G Protein γ Subunits Provide Functional Selectivity

Abstract

Heterotrimeric G protein signaling mediated by transmembrane G protein–coupled receptors (GPCRs) is ubiquitous among eukaryotes. The G protein heterotrimer consists of α, β, and γ subunits bound to specific GPCRs. Ligand binding to the GPCR induces a change in Gα and the exchange of bound GDP for GTP, which turns the Gα subunit and the Gβγ dimer into two functional signaling units. Intrinsic GTPase activity of Gα returns the heterotrimer back to the inactive form. Diversity and selectivity in G protein signaling in mammals is provided by the existence of gene families for each of the G protein subunits. Humans contain at least 23 Gα subunits, 6 Gβ subunits, and 12 Gγ subunits, which show selectivity in their interactions and differences in tissue specificity.
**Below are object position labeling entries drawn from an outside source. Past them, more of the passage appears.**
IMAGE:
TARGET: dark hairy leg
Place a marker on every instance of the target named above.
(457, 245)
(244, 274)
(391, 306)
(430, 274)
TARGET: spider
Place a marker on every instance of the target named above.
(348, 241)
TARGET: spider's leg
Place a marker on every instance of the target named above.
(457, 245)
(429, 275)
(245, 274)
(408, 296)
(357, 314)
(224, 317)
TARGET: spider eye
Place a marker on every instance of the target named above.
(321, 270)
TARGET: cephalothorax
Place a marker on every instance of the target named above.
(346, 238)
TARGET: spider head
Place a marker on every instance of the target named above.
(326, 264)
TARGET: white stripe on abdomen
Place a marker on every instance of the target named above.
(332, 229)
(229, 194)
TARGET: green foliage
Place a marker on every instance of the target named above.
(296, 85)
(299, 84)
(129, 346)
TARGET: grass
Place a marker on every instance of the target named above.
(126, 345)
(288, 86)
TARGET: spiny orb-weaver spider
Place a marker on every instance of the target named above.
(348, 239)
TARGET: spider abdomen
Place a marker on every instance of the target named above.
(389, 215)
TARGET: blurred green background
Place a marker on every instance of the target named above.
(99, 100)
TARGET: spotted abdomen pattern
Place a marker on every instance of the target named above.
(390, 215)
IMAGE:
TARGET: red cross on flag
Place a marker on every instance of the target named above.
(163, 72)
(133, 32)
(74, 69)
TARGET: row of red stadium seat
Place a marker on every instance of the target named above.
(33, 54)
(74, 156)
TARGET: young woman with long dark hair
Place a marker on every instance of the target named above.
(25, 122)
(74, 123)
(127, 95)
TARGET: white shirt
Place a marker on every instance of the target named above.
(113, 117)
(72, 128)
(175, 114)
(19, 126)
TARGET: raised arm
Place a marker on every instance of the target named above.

By contrast, Arabidopsis and a number of other plants contain one Gα subunit, one Gβ subunit, and two Gγ subunits (some legumes have two Gα subunits). Evidence is emerging that Gα and Gβγ are involved in signaling in specific and independent pathways in plants. Trusov et al. (pages 1235–1250) show that the two Gγ subunits in Arabidopsis provide functional selectivity to Gβγ signaling. Genetic analyses reveal that the two Gγ subunits provide specificity to the Gβγ dimer action in at least three different signaling pathways: fungal resistance, glucose sensing, and auxin-mediated lateral root development. Figure 1 Distinct patterns of expression of the two Gγ genes, AGG1 and AGG2, in root tissue, relative to expression of AGB1, which encodes the Gβ subunit.